Aperfeiçoamento da legislação deve vir acompanhado de ampla discussão com todos os entes envolvidos
A Câmara dos Deputados destacou em tópicos, esta semana, os projetos de lei que tramitam na casa sobre as possíveis mudanças na legislação dos planos de saúde. As discussões versam sobre a inclusão de atendimentos e procedimentos entre as coberturas obrigatórias, redução de prazos de carência, direito a acompanhante em qualquer tipo de internação, inclusão de diversos tipos procedimentos na cobertura, questões legais que envolvem o direito do consumidor e contratos, reajuste dos planos, dentre outras propostas.
Considero essa uma lista de desejos que remete a um mundo ideal, porém distante da realidade de nosso país. Nem mesmo o Sistema Único de Saúde (SUS), previsto na Constituição Federal e que garante assistência médica a toda população, é tão benevolente quanto às propostas apresentadas.
Diferentemente do que aconteceu com a lei do piso da enfermagem, aprovada sem dizer de onde viria o recurso para cumprir sua finalidade, no caso dos PLs dos planos de saúde o recurso deve sair do bolso do próprio consumidor, que já sofre para suportar a mensalidade do plano vigente. Fazendo uma analogia com a aviação civil, seria oferecer assento na classe executiva pelo mesmo valor da econômica. O resultado é que não haveria assento para todos.
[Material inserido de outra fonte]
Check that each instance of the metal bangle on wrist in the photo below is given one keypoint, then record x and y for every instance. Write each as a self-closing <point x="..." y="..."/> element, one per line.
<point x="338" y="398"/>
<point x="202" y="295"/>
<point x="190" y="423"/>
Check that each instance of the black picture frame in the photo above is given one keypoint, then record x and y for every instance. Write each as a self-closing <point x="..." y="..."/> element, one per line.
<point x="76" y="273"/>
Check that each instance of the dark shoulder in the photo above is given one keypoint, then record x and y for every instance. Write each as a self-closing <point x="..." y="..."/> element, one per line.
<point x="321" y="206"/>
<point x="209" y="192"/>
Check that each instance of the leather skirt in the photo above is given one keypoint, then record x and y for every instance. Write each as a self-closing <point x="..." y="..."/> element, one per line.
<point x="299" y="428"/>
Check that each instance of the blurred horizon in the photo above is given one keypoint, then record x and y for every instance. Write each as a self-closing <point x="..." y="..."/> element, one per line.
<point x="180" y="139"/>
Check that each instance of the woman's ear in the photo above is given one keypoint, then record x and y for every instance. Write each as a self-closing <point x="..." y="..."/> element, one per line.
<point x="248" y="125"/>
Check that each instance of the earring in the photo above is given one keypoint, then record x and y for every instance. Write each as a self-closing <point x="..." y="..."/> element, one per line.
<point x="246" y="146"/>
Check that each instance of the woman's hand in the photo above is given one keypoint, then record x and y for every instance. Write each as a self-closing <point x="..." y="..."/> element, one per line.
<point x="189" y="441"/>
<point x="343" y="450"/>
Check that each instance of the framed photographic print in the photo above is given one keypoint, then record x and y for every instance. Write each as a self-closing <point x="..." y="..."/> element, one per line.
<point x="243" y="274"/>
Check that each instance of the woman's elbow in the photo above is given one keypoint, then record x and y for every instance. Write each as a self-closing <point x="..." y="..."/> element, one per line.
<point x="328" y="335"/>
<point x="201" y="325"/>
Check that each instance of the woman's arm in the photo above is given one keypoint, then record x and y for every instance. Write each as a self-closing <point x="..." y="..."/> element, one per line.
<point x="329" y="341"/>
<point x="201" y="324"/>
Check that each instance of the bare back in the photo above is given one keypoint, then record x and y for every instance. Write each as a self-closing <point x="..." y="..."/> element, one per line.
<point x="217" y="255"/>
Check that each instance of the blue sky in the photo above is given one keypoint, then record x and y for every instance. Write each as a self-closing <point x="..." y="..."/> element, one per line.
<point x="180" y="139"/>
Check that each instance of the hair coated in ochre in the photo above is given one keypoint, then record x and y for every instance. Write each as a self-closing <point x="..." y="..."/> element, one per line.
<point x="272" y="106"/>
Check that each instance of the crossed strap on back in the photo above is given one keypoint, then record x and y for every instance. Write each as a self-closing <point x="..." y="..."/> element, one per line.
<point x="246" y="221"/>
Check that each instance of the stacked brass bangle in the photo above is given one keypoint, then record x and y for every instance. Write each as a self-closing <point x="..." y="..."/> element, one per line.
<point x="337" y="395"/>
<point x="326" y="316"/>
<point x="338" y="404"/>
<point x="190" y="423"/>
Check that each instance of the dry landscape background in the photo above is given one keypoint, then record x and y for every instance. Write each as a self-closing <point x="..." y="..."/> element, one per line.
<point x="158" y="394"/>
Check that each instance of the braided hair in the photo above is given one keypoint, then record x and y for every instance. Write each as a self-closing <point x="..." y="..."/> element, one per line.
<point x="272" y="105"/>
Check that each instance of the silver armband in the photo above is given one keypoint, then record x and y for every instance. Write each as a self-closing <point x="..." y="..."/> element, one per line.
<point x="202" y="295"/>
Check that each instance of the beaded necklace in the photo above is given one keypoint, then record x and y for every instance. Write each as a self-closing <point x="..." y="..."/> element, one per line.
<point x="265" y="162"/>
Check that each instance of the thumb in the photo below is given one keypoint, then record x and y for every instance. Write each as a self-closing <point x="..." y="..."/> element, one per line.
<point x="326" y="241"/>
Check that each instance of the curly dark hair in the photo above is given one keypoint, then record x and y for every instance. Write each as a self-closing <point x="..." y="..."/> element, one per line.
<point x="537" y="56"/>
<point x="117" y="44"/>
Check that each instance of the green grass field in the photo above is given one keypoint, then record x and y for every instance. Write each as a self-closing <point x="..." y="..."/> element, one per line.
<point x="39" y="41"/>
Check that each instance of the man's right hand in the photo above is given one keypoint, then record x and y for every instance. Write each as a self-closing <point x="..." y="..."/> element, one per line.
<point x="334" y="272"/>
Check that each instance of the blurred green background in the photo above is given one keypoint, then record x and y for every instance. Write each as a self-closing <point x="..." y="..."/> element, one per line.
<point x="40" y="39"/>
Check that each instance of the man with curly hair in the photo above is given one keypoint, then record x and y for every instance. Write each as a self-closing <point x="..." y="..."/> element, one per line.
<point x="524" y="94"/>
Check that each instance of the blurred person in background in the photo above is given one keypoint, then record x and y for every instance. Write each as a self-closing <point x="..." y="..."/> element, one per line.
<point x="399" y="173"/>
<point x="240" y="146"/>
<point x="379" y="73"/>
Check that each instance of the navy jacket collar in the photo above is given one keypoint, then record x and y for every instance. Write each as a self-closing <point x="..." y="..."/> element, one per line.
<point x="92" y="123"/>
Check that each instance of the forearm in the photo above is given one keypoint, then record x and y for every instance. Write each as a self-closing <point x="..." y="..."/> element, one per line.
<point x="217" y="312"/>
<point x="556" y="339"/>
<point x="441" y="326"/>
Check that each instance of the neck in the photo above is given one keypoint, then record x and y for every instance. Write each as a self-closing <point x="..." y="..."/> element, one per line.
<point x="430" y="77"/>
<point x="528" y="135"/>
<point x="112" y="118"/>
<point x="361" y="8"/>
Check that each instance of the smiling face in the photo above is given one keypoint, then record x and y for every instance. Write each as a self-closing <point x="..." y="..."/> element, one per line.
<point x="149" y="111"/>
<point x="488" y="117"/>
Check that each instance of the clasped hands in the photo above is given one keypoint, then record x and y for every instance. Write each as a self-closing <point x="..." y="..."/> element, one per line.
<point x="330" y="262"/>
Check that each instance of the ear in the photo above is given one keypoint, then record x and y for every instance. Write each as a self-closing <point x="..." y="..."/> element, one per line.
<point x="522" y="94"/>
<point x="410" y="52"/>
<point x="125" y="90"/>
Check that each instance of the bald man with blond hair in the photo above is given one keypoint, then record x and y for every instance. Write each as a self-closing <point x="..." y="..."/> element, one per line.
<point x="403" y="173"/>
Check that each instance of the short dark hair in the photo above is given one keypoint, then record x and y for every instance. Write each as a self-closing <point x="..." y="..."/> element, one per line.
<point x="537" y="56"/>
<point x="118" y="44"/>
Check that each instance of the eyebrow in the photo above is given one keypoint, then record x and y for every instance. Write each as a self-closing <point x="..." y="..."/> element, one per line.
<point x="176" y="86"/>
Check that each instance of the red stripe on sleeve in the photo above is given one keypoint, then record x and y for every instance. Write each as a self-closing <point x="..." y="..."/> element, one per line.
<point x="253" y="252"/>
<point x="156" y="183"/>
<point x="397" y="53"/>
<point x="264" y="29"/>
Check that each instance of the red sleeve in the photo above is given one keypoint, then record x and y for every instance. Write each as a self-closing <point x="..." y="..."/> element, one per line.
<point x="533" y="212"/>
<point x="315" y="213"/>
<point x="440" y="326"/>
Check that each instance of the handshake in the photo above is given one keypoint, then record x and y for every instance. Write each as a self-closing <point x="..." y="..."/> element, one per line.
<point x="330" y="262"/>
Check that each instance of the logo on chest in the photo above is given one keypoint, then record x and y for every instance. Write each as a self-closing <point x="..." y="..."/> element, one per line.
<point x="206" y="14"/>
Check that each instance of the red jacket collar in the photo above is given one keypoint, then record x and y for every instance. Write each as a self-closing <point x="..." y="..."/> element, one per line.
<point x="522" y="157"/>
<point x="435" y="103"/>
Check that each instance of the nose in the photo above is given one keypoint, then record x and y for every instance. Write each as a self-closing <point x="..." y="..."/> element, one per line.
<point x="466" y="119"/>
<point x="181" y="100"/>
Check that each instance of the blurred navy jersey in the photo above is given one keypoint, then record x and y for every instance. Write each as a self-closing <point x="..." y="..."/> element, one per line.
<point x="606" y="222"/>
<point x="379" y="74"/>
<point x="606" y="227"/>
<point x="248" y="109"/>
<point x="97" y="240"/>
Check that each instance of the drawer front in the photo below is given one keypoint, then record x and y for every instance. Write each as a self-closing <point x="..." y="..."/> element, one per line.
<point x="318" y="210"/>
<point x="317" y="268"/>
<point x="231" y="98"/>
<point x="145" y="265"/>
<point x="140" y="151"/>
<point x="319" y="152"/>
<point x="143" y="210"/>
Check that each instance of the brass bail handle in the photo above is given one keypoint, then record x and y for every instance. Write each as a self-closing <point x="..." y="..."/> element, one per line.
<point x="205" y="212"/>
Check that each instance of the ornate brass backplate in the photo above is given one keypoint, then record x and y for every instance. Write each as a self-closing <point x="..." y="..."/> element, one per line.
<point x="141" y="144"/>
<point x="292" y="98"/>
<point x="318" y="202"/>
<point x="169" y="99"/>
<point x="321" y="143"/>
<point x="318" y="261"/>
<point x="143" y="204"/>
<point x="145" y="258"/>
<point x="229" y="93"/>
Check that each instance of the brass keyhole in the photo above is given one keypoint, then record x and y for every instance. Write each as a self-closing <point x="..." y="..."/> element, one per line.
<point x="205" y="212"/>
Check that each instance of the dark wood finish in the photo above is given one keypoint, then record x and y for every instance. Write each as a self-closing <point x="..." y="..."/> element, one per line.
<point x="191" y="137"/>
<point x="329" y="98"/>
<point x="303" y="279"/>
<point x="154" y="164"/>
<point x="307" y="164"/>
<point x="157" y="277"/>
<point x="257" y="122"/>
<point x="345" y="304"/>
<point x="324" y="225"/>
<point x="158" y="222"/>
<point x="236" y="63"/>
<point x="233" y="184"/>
Não podemos nunca nos esquecer que a cada abrandamento de norma ou incremento de novo serviço, o preço do plano se multiplica e, caso sejam ameaçados pela impossibilidade de correção financeira justa, esses planos podem ser descontinuados, fazendo com que uma enxurrada de pacientes tenha que recorrer ao sistema público, agravando um cenário que já demonstra muitas dificuldades.
Somado a isso, diversas empresas do setor vêm vivenciando sérios problemas econômico-financeiros por conta de fatores conjunturais e estruturais da saúde suplementar causados pela pandemia do coronavírus e também por recentes mudanças legislativas. Um dos apontamentos de um estudo promovido pela Federação Nacional de Saúde Suplementar (FenaSaúde) e pelo Instituto Brasileiro das Organizações Sociais de Saúde (Ibross) mostra que no terceiro trimestre de 2022 a sinistralidade dos planos assistenciais chegou a 93,2%, e 262 operadoras amargaram prejuízo entre suas receitas e despesas assistenciais.
Diante desse cenário, as novas propostas podem trazer como resultado a dificuldade na efetivação do direito à saúde por beneficiários, aumento expressivo da judicialização na saúde suplementar, insustentabilidade financeira de players do setor, além de ajudarem a reforçar ainda mais as incertezas que se configuraram para esse ano, com um orçamento menor para o SUS e a imprevisibilidade de custos da saúde suplementar.
É importante lembrar do papel que a saúde privada exerce no Brasil, não somente para a economia, mas também para a cobertura assistencial dos brasileiros. Um levantamento da Agência Nacional de Saúde Suplementar (ANS) feito em outubro passado mostrou que o número de beneficiários de planos de saúde ultrapassou os 50,2 milhões de pessoas, maior alta desde 2014. Pesquisa da Associação Nacional de Administração de Benefícios (ANAB) sobre planos de saúde também apontou a preocupação dos brasileiros com o acesso aos tratamentos de saúde — mais de 80% dos entrevistados afirmaram estar preocupados.
Entendemos que o aperfeiçoamento da legislação é sempre bem-vindo e, muitas vezes, necessário e merece estar na pauta do dia de todo setor regulado, mas deve vir acompanhado de ampla discussão com todos os entes envolvidos — consumidores, operadoras, prestadores de serviço e ANS, por exemplo —, além de análises e estruturação que a tecnicidade do assunto requer.